There are other areas also where we can use real time analytics.

Now a days every where we have so much data that it is practically impossible to store all of them. So we analyze the data before storing in data base and remove the unwanted data. In this way we will store only the important data.

Real time analytics tool

i) IBM Infosphere Stream
ii) Apache Spark
iii)Apache Storm

IBM infosphere Stream is a core product of IBM which focuses on real time analysis of  big data. The aim is to analyses the data in real time and come out with meaningful conclusions. It works on the principal of Graph. As graph is set of vertex and edges. It also is based on that principal. Here vertex will be called as operator and edges will be called as stream. In operator we will write the code and in stream tuple will flow. Tuple is nothing but a row of data. We have different types of operators each with specific function.

Operators

Source Type : Any outside data first comes into this operator. This is the entry point of data. It is capable of interacting from external devices. So it is the intersection point between software and hardware. This operator is capable of parsing and creating external tuples.

Sink Type : The main work of this operator is to load the data into database.

Filter : It do the tuple filtering. The tuple which does not meet the criteria is omitted.

Punctor : A punctor operator can insert punctuations into output stream based on user supplied condition.

Aggregate : An aggregate operator is used for grouping and summarizing  incoming tuples.

Join : Join operator is used for correlating two streams.

Sort : Sort operator is used for imposing an order on incoming tuple.

Real Time Analytics of Big Data


So we have source operator and we have sink operator. The source will interact with outside world. Get the required data from any hardware or file.
The sink will load the final data into database.
In between we have different operator which will be linked with each other via edges known as stream in our case. All the data flow through this stream.

Some cases where real time analytics of data is useful
i) Crime detection and prevention
ii) Stock Market - In stock market trading happens so fast that a fraction of second change
    everything. Here if we analyse the pattern in real time then we can generate  meaningful
    conclusion.
iii)Telecommunication - Now a days world is so densely connection that it becomes a headache for
     the companies to manage the CDR. One can imagine the vast quantity of data present in a CDR.
     All of the data is not relevant. So in order to store them efficiently Infosphere Stream can be
     used. It will parse all the details and remove the irrelevant one.
iv)Health monitoring - The system can also be used for proper monitoring of health. Data from
    devices can be monitored and studies in order to find out if  the patient is suffering from some
    diseases.
v) Transportation - Real time data can be available about movement of buses or anything and
    customer can benefit from it.

Infosphere Stream and IOT(Internet of Things)

One of the future technology is IOT. Every company is investing heavily in this field. Streaming technology can be used in implementation of IOT.

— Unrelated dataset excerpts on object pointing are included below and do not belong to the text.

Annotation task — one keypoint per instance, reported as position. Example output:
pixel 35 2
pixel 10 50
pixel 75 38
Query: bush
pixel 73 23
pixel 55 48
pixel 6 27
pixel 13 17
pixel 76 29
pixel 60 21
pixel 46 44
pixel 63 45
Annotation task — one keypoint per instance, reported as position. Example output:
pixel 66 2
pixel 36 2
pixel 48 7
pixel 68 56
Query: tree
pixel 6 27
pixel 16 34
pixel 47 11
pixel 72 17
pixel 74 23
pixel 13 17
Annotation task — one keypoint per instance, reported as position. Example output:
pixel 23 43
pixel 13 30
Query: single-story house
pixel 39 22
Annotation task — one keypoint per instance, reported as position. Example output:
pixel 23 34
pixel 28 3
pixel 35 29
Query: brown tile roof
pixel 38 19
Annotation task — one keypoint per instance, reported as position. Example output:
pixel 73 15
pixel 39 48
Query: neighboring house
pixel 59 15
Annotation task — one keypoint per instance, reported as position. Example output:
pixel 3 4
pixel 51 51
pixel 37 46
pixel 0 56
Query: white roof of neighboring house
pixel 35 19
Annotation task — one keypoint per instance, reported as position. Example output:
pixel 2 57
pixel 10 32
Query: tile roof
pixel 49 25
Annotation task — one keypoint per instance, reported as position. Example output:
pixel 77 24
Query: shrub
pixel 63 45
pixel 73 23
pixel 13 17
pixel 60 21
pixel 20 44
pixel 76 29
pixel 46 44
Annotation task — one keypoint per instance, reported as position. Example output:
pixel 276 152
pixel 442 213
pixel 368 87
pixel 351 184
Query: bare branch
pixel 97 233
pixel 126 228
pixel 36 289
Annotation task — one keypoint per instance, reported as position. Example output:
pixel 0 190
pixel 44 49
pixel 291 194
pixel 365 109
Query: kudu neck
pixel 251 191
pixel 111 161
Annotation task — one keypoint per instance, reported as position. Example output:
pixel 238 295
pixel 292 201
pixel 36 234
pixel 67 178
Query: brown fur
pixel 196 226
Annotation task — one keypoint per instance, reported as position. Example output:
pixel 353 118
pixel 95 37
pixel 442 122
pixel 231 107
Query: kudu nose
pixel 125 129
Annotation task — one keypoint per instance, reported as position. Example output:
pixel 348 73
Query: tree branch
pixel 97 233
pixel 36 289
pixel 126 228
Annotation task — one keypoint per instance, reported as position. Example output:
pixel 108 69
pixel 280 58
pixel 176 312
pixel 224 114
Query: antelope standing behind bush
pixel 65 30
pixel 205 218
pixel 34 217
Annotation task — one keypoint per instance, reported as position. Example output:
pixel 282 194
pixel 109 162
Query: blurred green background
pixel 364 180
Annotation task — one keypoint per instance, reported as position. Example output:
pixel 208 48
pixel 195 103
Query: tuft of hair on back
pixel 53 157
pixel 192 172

For successful implementation of IOT two things are required. The system is capable in handling large amount of data and it is capable of communicating with hardware. Infosphere Stream qualified in both. So it can be one of the technology by which IOT can be implemented.

Let me give an example of IOT-

With the onset of IOT everything will become smart. So we will have smart chair. I can find out from anywhere in the world whether someone has occupied my chair. For this we will give an unique ID to my chair. My chair will be in a network. We will use some sensor like pressure sensor in order to determine whether someone has occupied my chair. The pressure sensor will continuously generate the data after fixed interval of time. Our Source operator will communicate with the sensor and generate the required tuple. Which will be then parsed by the parser to find out if someone is occupying it. So from anywhere in the world we can tell if someone has occupied my chair.